Absolutely,  ..*DO NOT DEPEND ON THE GOVERNMENT FOR ANYTHING!*  (Hint: Does anyone

remember New Orleans after Hurricane Katrina?)

IMO, violent change draweth nye!

.


----------



## cda (Oct 15, 2013)

Ok I see I started something that was bigger than a known person seen at a soup kitchen with an added head line

""""     Some furloughed by shutdown turn to charities for food - CNN.com. """""""
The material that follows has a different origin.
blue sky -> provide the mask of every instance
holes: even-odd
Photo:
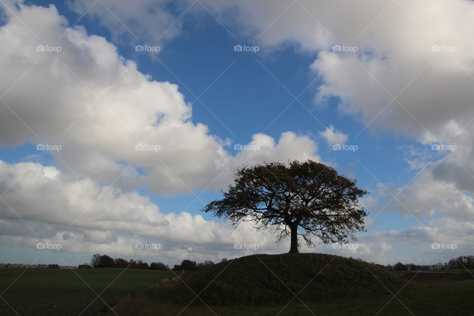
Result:
[[[50,2],[32,1],[26,2],[25,4],[33,7],[35,5],[46,6]],[[425,171],[423,168],[424,164],[432,159],[435,163],[444,161],[448,159],[448,156],[453,154],[444,152],[439,154],[431,150],[432,143],[441,143],[445,140],[443,135],[445,133],[443,134],[444,130],[442,129],[433,131],[433,134],[436,137],[430,139],[424,134],[426,131],[424,129],[434,131],[435,127],[432,128],[431,123],[422,120],[420,117],[415,118],[414,116],[412,116],[413,119],[412,120],[413,121],[410,121],[409,123],[403,121],[402,124],[400,123],[397,125],[397,120],[399,119],[400,116],[406,115],[406,113],[400,110],[400,107],[395,103],[390,106],[383,115],[380,117],[374,115],[374,113],[376,114],[382,110],[388,103],[384,103],[385,101],[384,101],[383,98],[388,96],[380,96],[381,93],[385,93],[383,88],[385,88],[384,85],[381,83],[378,86],[370,77],[367,80],[371,82],[371,85],[368,88],[361,86],[359,89],[361,91],[360,95],[353,92],[353,95],[349,97],[343,95],[341,97],[337,95],[337,93],[334,92],[333,95],[322,95],[319,89],[324,88],[328,85],[328,82],[332,83],[333,86],[337,85],[334,79],[336,75],[332,73],[331,75],[332,77],[329,77],[329,74],[320,71],[320,68],[315,71],[315,68],[311,65],[316,62],[315,61],[323,61],[327,54],[336,56],[334,58],[341,58],[342,61],[340,62],[343,65],[345,60],[358,59],[359,62],[367,63],[367,68],[370,69],[373,69],[368,67],[372,62],[372,58],[367,58],[367,56],[375,56],[373,59],[377,59],[380,63],[377,66],[383,65],[386,60],[391,61],[391,62],[398,60],[395,54],[399,52],[390,51],[385,46],[382,48],[387,50],[386,55],[382,56],[384,54],[380,53],[380,50],[382,48],[377,47],[376,40],[373,40],[374,42],[370,42],[369,40],[365,39],[367,43],[370,43],[366,45],[372,45],[372,48],[368,48],[365,53],[360,52],[360,54],[353,54],[349,57],[343,52],[331,51],[329,47],[332,45],[329,45],[325,49],[317,48],[325,44],[327,45],[327,43],[322,38],[322,39],[320,39],[322,43],[317,45],[312,43],[313,42],[310,40],[307,42],[304,42],[301,40],[297,30],[294,31],[295,34],[292,36],[294,36],[293,38],[279,40],[276,44],[276,40],[271,36],[273,34],[268,36],[269,39],[266,37],[273,32],[272,28],[281,29],[284,27],[284,24],[281,24],[283,23],[283,21],[280,23],[281,25],[278,24],[278,22],[275,25],[271,24],[267,32],[260,25],[252,26],[248,21],[239,21],[240,18],[238,17],[240,16],[233,16],[234,11],[232,10],[237,9],[226,11],[218,5],[213,6],[213,2],[209,1],[205,3],[210,12],[204,10],[196,3],[177,20],[174,19],[178,18],[188,6],[183,3],[175,5],[167,3],[164,6],[157,8],[157,10],[159,9],[170,15],[172,21],[178,21],[172,26],[179,26],[177,35],[171,38],[158,38],[157,40],[156,35],[151,38],[135,36],[136,32],[137,34],[140,34],[138,31],[141,29],[140,27],[151,28],[153,25],[147,26],[146,21],[143,22],[144,26],[127,23],[127,18],[130,17],[121,15],[123,14],[123,12],[120,14],[116,12],[118,16],[116,17],[119,20],[120,25],[119,27],[124,29],[128,27],[129,28],[128,31],[123,29],[118,31],[116,24],[108,24],[107,21],[109,21],[108,19],[110,19],[110,16],[106,18],[102,15],[104,14],[103,11],[95,12],[93,8],[82,15],[84,10],[81,11],[80,8],[75,7],[74,4],[62,2],[52,3],[59,14],[67,19],[70,26],[77,21],[76,26],[83,26],[89,36],[96,35],[104,38],[117,47],[118,55],[126,59],[135,61],[138,71],[149,75],[151,76],[148,79],[149,80],[158,82],[168,81],[177,85],[178,91],[182,94],[184,102],[192,110],[192,115],[188,119],[194,124],[200,123],[207,126],[208,134],[218,138],[221,142],[222,148],[230,157],[236,156],[239,153],[234,150],[234,145],[249,144],[252,141],[252,136],[258,133],[264,133],[271,136],[277,143],[282,133],[287,131],[293,132],[298,136],[308,137],[317,146],[316,152],[313,154],[318,155],[322,161],[330,162],[340,172],[356,179],[361,188],[369,191],[369,197],[373,199],[373,203],[370,205],[367,203],[366,207],[371,216],[374,216],[385,205],[388,201],[387,199],[388,197],[392,198],[386,195],[384,186],[390,188],[391,190],[396,190],[394,188],[400,190],[407,185],[414,184],[414,177],[419,172]],[[245,8],[241,8],[240,9],[244,10]],[[412,8],[412,9],[415,10],[416,7]],[[8,11],[4,12],[9,14]],[[288,14],[290,14],[291,10],[288,12],[290,13]],[[397,14],[398,13],[394,13],[394,16],[396,16]],[[337,15],[336,13],[334,14]],[[232,18],[227,19],[229,16]],[[136,16],[132,17],[139,18]],[[306,17],[305,16],[305,18]],[[26,18],[25,17],[25,19]],[[285,16],[282,16],[282,20],[286,18]],[[237,21],[236,22],[236,20]],[[270,21],[272,20],[271,19]],[[10,20],[4,19],[2,23],[6,25],[11,21],[11,18]],[[140,19],[133,21],[140,21]],[[291,20],[287,21],[286,23],[291,22]],[[380,23],[383,24],[382,21]],[[25,22],[25,24],[27,23]],[[242,26],[243,24],[245,25]],[[246,28],[250,27],[254,28],[252,32],[244,31],[246,30]],[[367,33],[374,32],[376,32],[374,34],[377,34],[377,27],[373,28],[375,30],[369,30]],[[264,31],[265,36],[258,37],[259,34],[264,34],[260,33],[262,31]],[[468,31],[470,31],[470,29]],[[159,34],[163,31],[163,30],[157,29],[156,32],[152,32]],[[337,31],[334,31],[334,34]],[[432,33],[434,32],[435,31],[432,31]],[[367,36],[369,35],[368,34]],[[403,36],[400,35],[400,37]],[[328,42],[330,44],[338,43],[334,41]],[[136,45],[159,46],[160,50],[157,54],[136,51]],[[234,46],[236,45],[257,46],[259,51],[255,53],[235,51]],[[312,45],[316,47],[313,47]],[[358,45],[360,47],[364,47],[363,42],[358,43]],[[337,57],[338,56],[339,57]],[[419,64],[415,65],[421,65],[419,68],[423,68],[424,64],[421,62]],[[342,70],[339,75],[341,78],[346,76],[349,78],[351,76],[356,77],[351,74],[351,72],[354,71],[349,66],[347,66],[347,70],[341,68]],[[387,66],[387,70],[381,71],[382,73],[384,73],[384,71],[390,71],[389,66],[395,69],[397,67],[396,65],[389,65]],[[358,72],[358,74],[360,74],[364,73],[364,70],[359,69]],[[394,74],[393,72],[392,74]],[[415,73],[410,78],[415,77],[416,75]],[[387,82],[389,82],[387,83],[387,86],[392,84],[391,76],[393,76],[394,81],[395,81],[398,79],[396,76],[396,74],[394,74],[387,76]],[[402,75],[399,77],[402,77]],[[420,76],[420,81],[424,79],[423,76]],[[380,80],[386,82],[385,79]],[[399,91],[407,83],[406,80],[400,81],[401,83],[400,84],[393,83],[393,86],[389,87],[388,90]],[[416,83],[417,81],[414,82]],[[338,82],[337,84],[340,84],[338,88],[341,89],[339,93],[342,95],[344,93],[342,92],[344,85],[346,82],[341,79],[341,83]],[[6,87],[8,86],[7,85]],[[357,87],[354,86],[355,89],[357,88]],[[371,89],[373,89],[373,91]],[[407,89],[407,91],[411,94],[414,93],[412,93],[410,88]],[[25,93],[27,93],[28,91]],[[406,110],[408,112],[412,111],[410,108],[412,106],[415,111],[414,107],[417,106],[418,102],[417,98],[421,97],[411,94],[409,97],[407,96],[407,99],[403,102],[408,108]],[[373,97],[371,99],[372,95]],[[316,98],[318,95],[326,97],[322,101],[317,101]],[[295,97],[297,96],[299,96],[297,100],[295,100]],[[198,96],[199,97],[197,99]],[[368,98],[369,102],[365,98]],[[388,101],[391,99],[389,99]],[[151,96],[149,100],[150,104],[157,102],[153,99],[153,96]],[[349,105],[346,106],[347,104],[343,104],[344,102],[347,102]],[[420,102],[422,103],[421,101]],[[370,111],[367,109],[369,106],[372,107]],[[433,106],[436,109],[443,107],[443,105]],[[351,110],[347,110],[348,108]],[[401,112],[398,112],[399,111]],[[400,114],[400,113],[404,114]],[[462,113],[462,111],[460,110],[459,113]],[[443,117],[442,113],[437,114],[435,111],[434,113],[434,117]],[[393,116],[391,117],[391,115]],[[464,116],[460,116],[459,124],[462,125],[462,117]],[[466,116],[469,115],[466,114]],[[370,118],[374,117],[377,118],[373,122]],[[451,121],[450,119],[456,121],[456,118],[447,117],[445,122]],[[420,128],[414,121],[418,121],[423,128]],[[436,120],[433,119],[433,121]],[[444,126],[443,123],[440,123],[439,121],[438,120],[434,122],[433,126]],[[403,125],[405,123],[407,125]],[[429,127],[425,128],[425,125]],[[354,152],[333,150],[332,144],[327,141],[320,134],[330,126],[333,126],[337,132],[347,136],[348,139],[345,142],[347,145],[356,145],[357,150]],[[367,126],[368,127],[366,129]],[[228,139],[229,140],[226,143]],[[16,142],[13,145],[5,141],[0,147],[1,160],[12,164],[25,161],[37,161],[42,166],[53,166],[64,174],[70,173],[70,170],[58,163],[59,158],[54,153],[39,153],[36,149],[37,143],[31,139],[26,137],[19,143]],[[300,150],[303,150],[296,149],[297,151]],[[289,156],[288,157],[298,156],[298,154],[299,153],[292,153],[291,155],[288,154]],[[278,157],[278,159],[283,161],[287,160],[286,156],[283,156],[284,155]],[[423,161],[419,161],[420,164],[417,167],[411,168],[408,160],[412,161],[417,157],[421,158],[420,160]],[[125,164],[131,162],[131,159],[113,159]],[[461,158],[459,159],[461,160]],[[156,163],[159,164],[158,162]],[[144,171],[148,170],[146,167],[137,166],[137,172],[142,173],[142,175],[146,175],[147,171]],[[469,169],[469,167],[467,168]],[[78,170],[80,169],[79,168]],[[78,171],[76,175],[79,175],[81,178],[88,177],[98,183],[108,184],[104,178],[98,177],[97,179],[94,179],[93,175],[87,173],[82,174]],[[439,177],[437,178],[435,177],[435,179],[436,181],[442,180],[444,181],[443,183],[446,184],[455,182],[452,179],[442,179]],[[158,178],[153,181],[160,180]],[[150,200],[159,208],[160,213],[163,214],[170,212],[178,214],[184,211],[192,215],[200,214],[206,221],[217,220],[208,214],[203,214],[200,212],[200,209],[204,206],[203,202],[207,203],[219,198],[220,196],[218,192],[219,188],[212,187],[203,192],[205,186],[190,185],[185,189],[173,193],[172,189],[169,192],[163,188],[159,190],[151,189],[150,185],[149,183],[142,183],[138,186],[131,185],[127,188],[126,185],[121,183],[121,188],[124,192],[137,191],[141,196],[149,197]],[[225,187],[223,186],[221,188],[225,189]],[[409,186],[408,189],[407,191],[410,190],[411,187]],[[459,191],[460,194],[471,197],[469,190],[464,188],[460,189]],[[198,198],[197,198],[196,195],[200,194]],[[406,204],[403,208],[406,207],[408,210],[413,211],[416,216],[410,214],[408,211],[405,212],[399,205],[397,206],[392,203],[386,207],[367,227],[369,235],[365,238],[367,238],[367,240],[376,241],[377,237],[374,237],[375,235],[370,235],[370,233],[383,235],[384,233],[388,234],[393,231],[403,235],[403,232],[409,232],[414,227],[420,228],[420,225],[424,227],[426,226],[430,228],[435,228],[434,223],[436,221],[449,217],[449,214],[443,213],[442,211],[440,213],[439,210],[435,207],[434,208],[432,205],[427,206],[427,212],[430,211],[428,213],[424,214],[421,211],[416,213],[412,207],[416,209],[423,209],[423,207],[420,208],[417,201],[414,200],[417,196],[420,197],[416,195],[406,198],[400,196],[403,198],[403,204]],[[410,202],[413,203],[413,206],[409,205]],[[470,203],[468,203],[467,206],[461,206],[461,208],[464,207],[464,211],[469,214],[471,210],[465,210],[467,209],[466,207],[470,207]],[[415,238],[416,239],[416,237]],[[435,238],[432,241],[435,240],[437,239]],[[441,240],[444,239],[441,238]],[[176,241],[176,240],[173,240],[173,242]],[[367,244],[370,243],[368,241],[364,242]],[[361,253],[360,255],[366,255],[367,258],[375,261],[379,259],[380,261],[384,262],[399,258],[419,262],[425,257],[429,256],[426,255],[423,258],[418,258],[416,256],[420,249],[423,249],[424,251],[429,251],[427,249],[429,248],[430,243],[420,246],[416,242],[403,242],[394,243],[392,245],[394,249],[391,254],[384,254],[383,257],[378,258],[373,251],[369,251],[366,254]],[[3,258],[0,258],[0,261],[3,261],[26,262],[29,258],[35,257],[35,253],[38,252],[36,249],[32,249],[26,245],[22,245],[21,243],[15,244],[13,246],[3,244],[2,247],[4,249],[2,251]],[[91,249],[90,252],[94,252],[102,251],[105,248],[97,246],[97,250],[94,250],[93,248],[89,249]],[[277,252],[283,250],[269,248],[268,251]],[[212,256],[209,251],[206,255]],[[126,252],[118,251],[117,253],[117,255],[131,257]],[[77,264],[87,261],[90,254],[87,251],[77,252],[70,251],[62,255],[74,261],[75,264]],[[192,257],[195,254],[192,252],[188,255]],[[442,255],[439,254],[437,255],[441,260],[449,257],[451,254],[443,253]],[[182,258],[171,253],[163,255],[169,263],[179,261]],[[214,255],[219,256],[221,254],[219,253]],[[232,255],[229,253],[229,256]],[[204,258],[198,255],[196,257],[198,260]],[[54,256],[52,258],[49,260],[58,260]],[[145,259],[148,261],[152,260]],[[48,259],[46,258],[43,260],[44,262],[47,261]]]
Obama denounces GOP just before Oval Office meeting | The Daily Caller

Have a great day the world is not scheduled to end yet


----------



## Codegeek (Oct 15, 2013)

Don't get me started.  I can't believe that Congress wrote provisions on how to address issues should the government shut down occur and they left out taking care of those who lost their lives for our country.  They're either idiots or selfish *@%#$ or a combination of the two.  If we can't take care of the families of those who have paid the ultimate sacrifice then we really are a laughing stock to the rest of the world.


----------



## MASSDRIVER (Oct 15, 2013)

Not sad at all. Your reps are elected buys to represent us, whatever the politIcal leaning. I want those with my views to stand their ground.

As for holding out on vets, that's what the mean spirited do, along with other visable optics otherwise they are afraid you won't notice a "shutdown".  That IS sad.

Brent


----------



## FM William Burns (Oct 16, 2013)

The sad thing is that "we the people" complain and do nothing about it. Well some. We the society has allowed the minority to dictate the majority, disolve the moral compass and accepts entitlement as the new normal. Stand up and be counted, it begins with one. There is no justice, just us!


----------



## brudgers (Oct 17, 2013)

After years of embarrassment, the Redskins are finally changing their name, and will no long be affiliated with Washington.


----------



## fatboy (Oct 17, 2013)

haha, good one brudgers..........:cheers


----------